Nineteen Minutes by Jodi Picoult

"In nineteen minutes, you can mow the front lawn, color your hair, watch a third of a hockey game. In nineteen minutes, you can bake scones or get a tooth filled by a dentist; you can fold laundry for a family of five... In nineteen minutes, you can stop the world, or you can just jump off it. In nineteen minutes, you can get revenge." – Chapter 1, pg. 5

“Newborns reminded her of tiny Buddhas, faces full of divinity. It didn’t last long, though. When Lacy saw those same infants a week later at their regular checkups, they had turned into ordinary – albeit tiny – people. That holiness, somehow, disappeared, and Lacy was always left wondering where in this world it might go.” – Chapter 1, pg. 15

“He pictured his life as a graph. Normal was a line that stretched on and on, teasing its way closer to an axis but never really reaching it. He knew that there was a difference between something that makes you happy and something that doesn’t make you unhappy. The trick was convincing yourself these were one and the same.” – Chapter 6, pg. 130

“So much of the language of love was like that: you devoured someone with your eyes, you drank in the sight of them, you swallowed them whole. Love was sustenance, broken down and beating through your bloodstream.”
– Chapter 7, pg. 173

“Children didn’t make their own mistakes. They plunged into the pits they’d been led to by their parents.” – Chapter 9, pg. 286

“Something still exists as long as there’s someone around to remember it. Everyone would remember Peter for nineteen minutes of his life, but what about the other nine million?” – Chapter 14, pg. 450

So those were some of my favorite book quotes from Nineteen Minutes by Jodi Picoult.

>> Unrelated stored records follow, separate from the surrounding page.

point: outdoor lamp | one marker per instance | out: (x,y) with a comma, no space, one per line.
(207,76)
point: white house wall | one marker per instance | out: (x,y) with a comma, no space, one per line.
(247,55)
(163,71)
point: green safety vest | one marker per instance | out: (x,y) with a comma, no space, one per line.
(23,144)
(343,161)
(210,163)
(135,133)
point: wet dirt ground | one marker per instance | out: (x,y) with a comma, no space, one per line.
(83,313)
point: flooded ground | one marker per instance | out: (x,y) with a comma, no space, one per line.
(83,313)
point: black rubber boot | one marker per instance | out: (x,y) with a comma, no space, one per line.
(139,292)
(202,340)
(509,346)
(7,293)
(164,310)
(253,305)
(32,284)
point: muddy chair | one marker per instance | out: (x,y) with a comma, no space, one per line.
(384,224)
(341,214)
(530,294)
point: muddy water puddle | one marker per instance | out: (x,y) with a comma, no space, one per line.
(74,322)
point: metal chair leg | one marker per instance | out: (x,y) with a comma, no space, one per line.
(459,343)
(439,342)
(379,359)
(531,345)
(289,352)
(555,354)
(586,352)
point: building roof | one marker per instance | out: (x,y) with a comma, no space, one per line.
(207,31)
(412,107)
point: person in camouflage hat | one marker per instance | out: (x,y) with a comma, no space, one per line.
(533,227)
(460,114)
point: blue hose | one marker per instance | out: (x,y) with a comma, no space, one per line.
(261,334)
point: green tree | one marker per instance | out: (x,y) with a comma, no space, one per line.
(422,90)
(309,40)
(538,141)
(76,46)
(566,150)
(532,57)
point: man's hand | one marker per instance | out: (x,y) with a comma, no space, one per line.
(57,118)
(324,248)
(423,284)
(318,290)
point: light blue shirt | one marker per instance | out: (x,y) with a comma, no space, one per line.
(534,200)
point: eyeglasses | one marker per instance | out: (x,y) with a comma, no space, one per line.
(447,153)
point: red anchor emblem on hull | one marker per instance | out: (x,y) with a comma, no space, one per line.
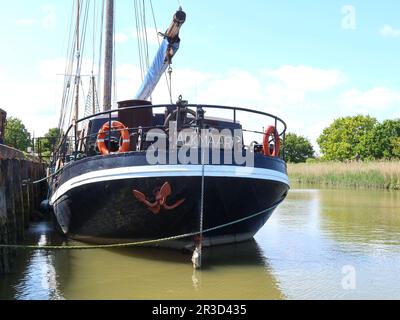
(161,199)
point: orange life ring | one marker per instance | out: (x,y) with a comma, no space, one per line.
(271,131)
(115,126)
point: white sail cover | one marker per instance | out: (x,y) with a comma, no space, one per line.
(156,70)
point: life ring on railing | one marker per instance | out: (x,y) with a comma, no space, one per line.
(275,151)
(115,126)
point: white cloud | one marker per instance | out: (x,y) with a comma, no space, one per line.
(305,78)
(26,21)
(389,31)
(377,98)
(47,20)
(49,16)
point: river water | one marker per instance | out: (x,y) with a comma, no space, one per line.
(319,244)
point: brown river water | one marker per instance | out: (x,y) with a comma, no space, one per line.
(319,244)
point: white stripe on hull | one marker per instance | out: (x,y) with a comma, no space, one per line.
(135,172)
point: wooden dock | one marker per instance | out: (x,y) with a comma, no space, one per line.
(19,199)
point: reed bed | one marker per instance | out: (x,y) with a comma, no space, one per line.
(373,174)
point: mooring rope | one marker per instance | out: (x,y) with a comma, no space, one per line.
(133,244)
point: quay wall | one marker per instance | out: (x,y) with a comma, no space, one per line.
(19,199)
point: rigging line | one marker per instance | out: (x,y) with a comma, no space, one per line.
(94,34)
(145,33)
(138,37)
(142,36)
(67,67)
(159,43)
(114,69)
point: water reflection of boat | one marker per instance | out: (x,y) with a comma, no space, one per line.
(237,271)
(36,272)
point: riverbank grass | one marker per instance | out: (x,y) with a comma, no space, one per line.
(373,174)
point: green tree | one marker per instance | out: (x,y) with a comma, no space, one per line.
(46,144)
(383,142)
(345,138)
(298,149)
(16,135)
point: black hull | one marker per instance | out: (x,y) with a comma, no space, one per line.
(107,211)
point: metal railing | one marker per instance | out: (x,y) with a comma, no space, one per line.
(69,144)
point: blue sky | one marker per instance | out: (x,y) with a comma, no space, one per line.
(307,62)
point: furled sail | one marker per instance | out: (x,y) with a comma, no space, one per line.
(163,58)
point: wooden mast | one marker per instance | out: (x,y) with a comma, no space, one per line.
(108,54)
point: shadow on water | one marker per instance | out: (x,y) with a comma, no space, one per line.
(230,272)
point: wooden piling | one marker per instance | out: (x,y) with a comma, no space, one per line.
(19,200)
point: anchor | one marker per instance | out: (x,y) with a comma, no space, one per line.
(161,199)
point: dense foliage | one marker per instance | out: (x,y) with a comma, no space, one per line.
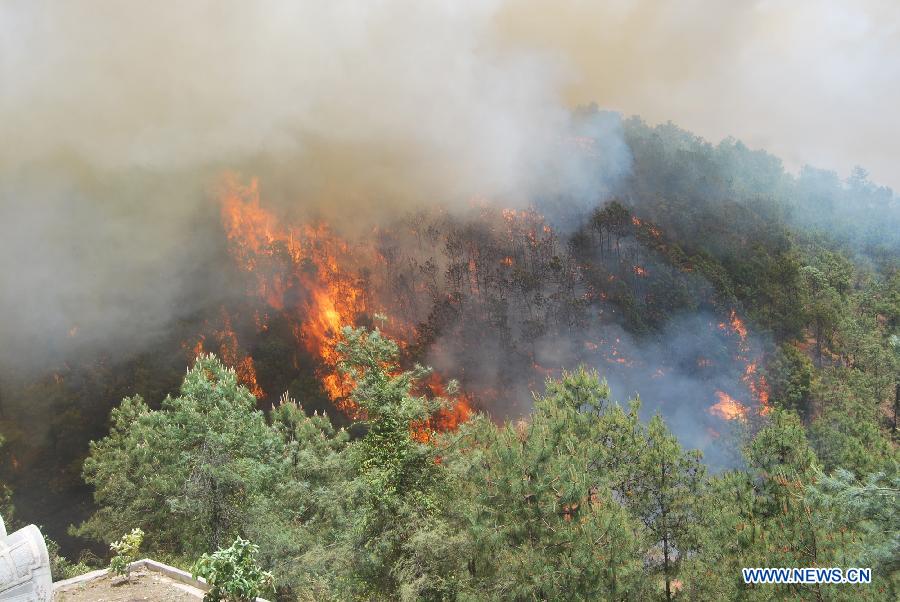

This was my first Jodi Picoult read. Someone suggested it for our subdivision’s book club. Then after everyone hated on it, they decided Picoult has been churning out too many books at too fast a rate (Dean Knootz, anyone?). Maybe I’m too much the romantic, but this book would have been
gold for me if the surprise ending had turned out just a little bit differently. (Note: Spoilers ahead... as always). Josie randomly shooting her boyfriend was ridiculous! Sure, I get that he was an asshole to her and she felt trapped and fake and blah blah blah. But was that really incentive enough to send a bullet through his stomach point blank? No. I'm sorry Picoult, but that was beyond believable. The way I would have ended it? Two guns would have slid out of Peter's bag. Matt would have immediately grabbed one, aimed it at Peter and begun to taunt him. Josie would then have a REAL motive to kill Matt: To stop him from killing Peter. Sooo much better.